Originally Posted by paidgeek
May I ask what you find "scary"?
In short? The fact that it's essentially a Java VM with no known restrictions.
BD+ only operates within the bounds of the player whether it is a hardware or software player.
Based on this:http://securityevaluators.com/eval/spdc_aacs_2005.pdf
There are a few scary things:
Discovery returns various information about the device, including details of attached components (e.g., devices connected to the digital output ports).
An additional trap (TRAP_DiscoveryRAM) provides content code with access to specific areas of player RAM external to the VM memory area.
In addition to Discovery, the Interface provides content code with a variety of routines that code may use to control the underlying device. This includes (but is not limited to) traps that initiate media reads; establish Internet connectivity; run native code; perform decryption with device or title keys; and generate device-signatures.

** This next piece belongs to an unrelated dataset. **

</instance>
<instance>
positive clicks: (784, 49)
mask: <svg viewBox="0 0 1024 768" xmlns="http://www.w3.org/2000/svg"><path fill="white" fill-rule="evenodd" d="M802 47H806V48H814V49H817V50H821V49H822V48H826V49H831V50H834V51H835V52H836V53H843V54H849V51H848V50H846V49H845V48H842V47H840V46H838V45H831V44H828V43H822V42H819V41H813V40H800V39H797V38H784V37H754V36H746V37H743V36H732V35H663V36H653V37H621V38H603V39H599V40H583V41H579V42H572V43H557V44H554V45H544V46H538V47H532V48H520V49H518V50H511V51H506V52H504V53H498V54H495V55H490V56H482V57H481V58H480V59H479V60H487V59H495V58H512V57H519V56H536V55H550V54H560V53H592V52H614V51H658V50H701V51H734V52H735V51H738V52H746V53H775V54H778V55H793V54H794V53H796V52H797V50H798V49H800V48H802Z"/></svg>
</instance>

Just seems to open way to many Windows into the device. Call it a blunder or malicious, but the XCP fiasco has shown how little regard the content industry has toward the integrity of their customers devices, it's shown how far they will go to "protect" their content.
It is basically just a set ot tools that allow the content companies to run more intelligent and updateable tests and operations to make sure content is played on valid players.
And Java could be called a set of tools to allow people to make useful programs, but it can do all sorts of terrible things too.
BD-J allows software companies to run all sorts of programs as well, but the types used for BD+ are naturally designed for protection of content.
And it's specifically because they are designed for content protection, that they can (apparently) access the underlying device (what happens if I update my video drivers to a version after the disc is released?), to control the underlying device (I don't want the security system on a disc running my PC), to run arbitrary native code (with native code, all bets are really off).
It seems BD+ could easilly be used to do something XCP like (if not worse), so my question is, what is BD+ allowed to do? Are there restrictions on what it's allowed to do?
And since we've gone down the whole DRM/CP path, to insiders on any side, what do you think of Microsoft's The Darknet and the Future of Content Distribution
paper, the talk given to Microsoft's Research Group about DRM
, and the idea that DRM is inherently flawed because it gives the end user everything necessary (the key, the cypher, and cyphertext) to decode the content?